Describe ‘sequential’ file organisation
Data is sorted by a key field, often a primary key.
State and briefly explain four ways to achieve good quality data
1) People and skills - with appropriate knowledge and competency in their role
2) Governance and Leadership - policies and procedures in place to support the process
3) Systems and processes - systems to support validation and verification
4) Data security - Ensuring data collected is secure and only used by authorised individuals
What does CUVCATR stand for in relation to Data Quality
C - Completness U - Uniqueness V - Validity C - Consistency A - Accuracy T - Timeliness R - Relevance
What is the difference between Personal and Identifying information with relation to GDPR
Personal - any record relating to yourself (i.e doctor records)
Identifying - information that can be used to identify from others in a dataset
Define ‘data lineage’
Includes the origin of the data, what happens to it and where it moves over time
Define ‘Interpolation’
The creation of new estimated data points based on pre-existing data points
State and explain the three forms of interpolation
Linear - The simplest form that makes fewest assumptions about the data
Polynomial - Captures non-linear patterns
Nearest Neighbour - Does not generate new values, replicates the nearest existing values
State the difference between the Null and Alternative hypothesis’

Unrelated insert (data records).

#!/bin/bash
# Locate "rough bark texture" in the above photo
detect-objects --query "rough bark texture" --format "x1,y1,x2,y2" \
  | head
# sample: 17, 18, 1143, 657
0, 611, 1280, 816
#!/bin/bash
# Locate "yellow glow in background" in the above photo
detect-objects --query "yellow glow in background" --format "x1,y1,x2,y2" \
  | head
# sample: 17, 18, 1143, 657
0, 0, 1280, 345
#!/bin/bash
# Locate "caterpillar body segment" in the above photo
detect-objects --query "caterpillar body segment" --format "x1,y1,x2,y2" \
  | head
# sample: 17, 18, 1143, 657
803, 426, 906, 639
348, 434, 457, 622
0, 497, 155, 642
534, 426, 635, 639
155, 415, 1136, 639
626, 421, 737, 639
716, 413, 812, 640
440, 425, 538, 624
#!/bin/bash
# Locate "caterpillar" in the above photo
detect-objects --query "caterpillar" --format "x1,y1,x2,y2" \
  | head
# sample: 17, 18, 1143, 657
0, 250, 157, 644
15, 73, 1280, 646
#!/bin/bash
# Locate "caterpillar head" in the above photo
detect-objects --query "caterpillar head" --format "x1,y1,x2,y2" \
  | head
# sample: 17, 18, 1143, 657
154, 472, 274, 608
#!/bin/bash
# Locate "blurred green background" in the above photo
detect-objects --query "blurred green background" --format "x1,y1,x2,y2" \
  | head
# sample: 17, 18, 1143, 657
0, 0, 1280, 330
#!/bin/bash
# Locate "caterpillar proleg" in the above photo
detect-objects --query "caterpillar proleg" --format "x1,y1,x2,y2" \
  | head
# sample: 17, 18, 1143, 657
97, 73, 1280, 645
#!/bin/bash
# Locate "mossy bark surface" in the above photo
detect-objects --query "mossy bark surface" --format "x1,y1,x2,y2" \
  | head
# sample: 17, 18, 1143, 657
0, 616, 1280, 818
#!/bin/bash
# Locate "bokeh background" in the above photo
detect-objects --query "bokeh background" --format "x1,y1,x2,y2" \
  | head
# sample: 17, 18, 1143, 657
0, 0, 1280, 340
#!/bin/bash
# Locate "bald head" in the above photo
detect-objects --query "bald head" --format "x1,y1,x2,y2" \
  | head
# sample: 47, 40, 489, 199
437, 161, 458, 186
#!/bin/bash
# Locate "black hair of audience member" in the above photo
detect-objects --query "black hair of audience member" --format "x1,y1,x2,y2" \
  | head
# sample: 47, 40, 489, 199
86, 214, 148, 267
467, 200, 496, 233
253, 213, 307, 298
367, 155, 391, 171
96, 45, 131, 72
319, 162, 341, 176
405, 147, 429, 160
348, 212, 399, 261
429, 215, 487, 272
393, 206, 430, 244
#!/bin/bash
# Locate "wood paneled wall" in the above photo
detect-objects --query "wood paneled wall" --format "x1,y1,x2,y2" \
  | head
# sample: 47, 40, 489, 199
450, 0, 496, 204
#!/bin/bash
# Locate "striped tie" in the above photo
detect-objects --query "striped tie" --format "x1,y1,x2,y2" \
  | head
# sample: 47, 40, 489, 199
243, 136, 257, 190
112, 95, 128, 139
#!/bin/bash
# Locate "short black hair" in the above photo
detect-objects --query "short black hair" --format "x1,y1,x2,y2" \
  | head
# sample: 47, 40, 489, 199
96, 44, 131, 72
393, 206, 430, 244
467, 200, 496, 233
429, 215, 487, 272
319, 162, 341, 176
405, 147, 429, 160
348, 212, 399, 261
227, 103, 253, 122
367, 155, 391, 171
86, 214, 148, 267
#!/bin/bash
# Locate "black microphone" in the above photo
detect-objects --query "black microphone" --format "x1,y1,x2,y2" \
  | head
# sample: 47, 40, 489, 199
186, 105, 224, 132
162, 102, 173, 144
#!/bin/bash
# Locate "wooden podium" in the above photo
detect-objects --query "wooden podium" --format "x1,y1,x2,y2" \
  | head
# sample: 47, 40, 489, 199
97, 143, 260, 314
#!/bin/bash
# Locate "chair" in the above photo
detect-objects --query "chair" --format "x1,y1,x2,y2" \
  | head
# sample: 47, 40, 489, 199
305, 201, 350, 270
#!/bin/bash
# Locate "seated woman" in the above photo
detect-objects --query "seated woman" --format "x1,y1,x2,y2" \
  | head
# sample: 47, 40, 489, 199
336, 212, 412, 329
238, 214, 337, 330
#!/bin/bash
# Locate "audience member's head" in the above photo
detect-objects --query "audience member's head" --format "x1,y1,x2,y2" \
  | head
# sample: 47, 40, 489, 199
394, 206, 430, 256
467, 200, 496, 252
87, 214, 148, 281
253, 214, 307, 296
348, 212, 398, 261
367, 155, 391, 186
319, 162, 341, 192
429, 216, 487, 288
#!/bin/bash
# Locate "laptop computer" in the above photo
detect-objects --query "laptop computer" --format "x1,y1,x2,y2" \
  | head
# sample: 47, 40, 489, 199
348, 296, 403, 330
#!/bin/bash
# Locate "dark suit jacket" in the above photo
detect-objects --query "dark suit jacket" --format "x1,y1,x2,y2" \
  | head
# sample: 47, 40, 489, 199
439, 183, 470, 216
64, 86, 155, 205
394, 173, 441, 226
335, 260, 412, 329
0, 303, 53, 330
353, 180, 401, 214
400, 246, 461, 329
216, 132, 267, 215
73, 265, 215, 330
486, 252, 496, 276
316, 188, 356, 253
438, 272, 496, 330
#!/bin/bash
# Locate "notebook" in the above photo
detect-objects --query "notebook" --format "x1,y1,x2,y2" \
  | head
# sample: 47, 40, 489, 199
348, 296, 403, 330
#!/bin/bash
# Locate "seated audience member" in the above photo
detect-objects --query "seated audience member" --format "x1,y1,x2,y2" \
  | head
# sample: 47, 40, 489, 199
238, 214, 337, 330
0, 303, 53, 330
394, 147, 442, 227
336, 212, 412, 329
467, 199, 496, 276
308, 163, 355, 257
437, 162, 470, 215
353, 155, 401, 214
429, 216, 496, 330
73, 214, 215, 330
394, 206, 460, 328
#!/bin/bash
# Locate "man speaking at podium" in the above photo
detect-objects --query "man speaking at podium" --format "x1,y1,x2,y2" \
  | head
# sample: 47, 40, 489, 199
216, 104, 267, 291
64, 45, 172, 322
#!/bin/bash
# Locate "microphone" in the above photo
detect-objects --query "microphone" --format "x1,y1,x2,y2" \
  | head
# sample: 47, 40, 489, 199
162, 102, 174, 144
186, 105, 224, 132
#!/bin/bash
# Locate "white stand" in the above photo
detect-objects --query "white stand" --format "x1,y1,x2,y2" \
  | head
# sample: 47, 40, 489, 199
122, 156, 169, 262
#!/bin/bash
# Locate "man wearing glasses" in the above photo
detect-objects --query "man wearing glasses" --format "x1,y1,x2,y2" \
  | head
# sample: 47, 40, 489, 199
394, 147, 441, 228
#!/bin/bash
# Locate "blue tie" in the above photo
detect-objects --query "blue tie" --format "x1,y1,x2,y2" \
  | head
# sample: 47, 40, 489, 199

Null hypothesis states that whatever relationship you are studying is not due to a real effect but observed only because of random sampling
Alternative hypothesis states that the effect/relationship you are measuring/observing is due to a real phenomena.
Define ‘Data Architecture’
Data architecture is collective term describing the systems, policies, rules and standards that aim to standardise the way data is collected, handled, stored and transmitted
State four advantages of using a data architecture
1) Operations on data are done in the same/similar ways
2) Upgrades/maintenance to software or hardware are simplified
3) Accessing and performing operations on data is made easier
4) Encourages people to think of the wider context in which their application/systems live
Define ‘Domain Knowledge’
Knowledge of a specific industry and business
Define ‘Descriptive Analysis’
Analysis that shows ‘what has happened?’. Often involves summary stats i.e mean, count, sum.
Define ‘Predictive Analysis’
Helps project trends and patterns into the future.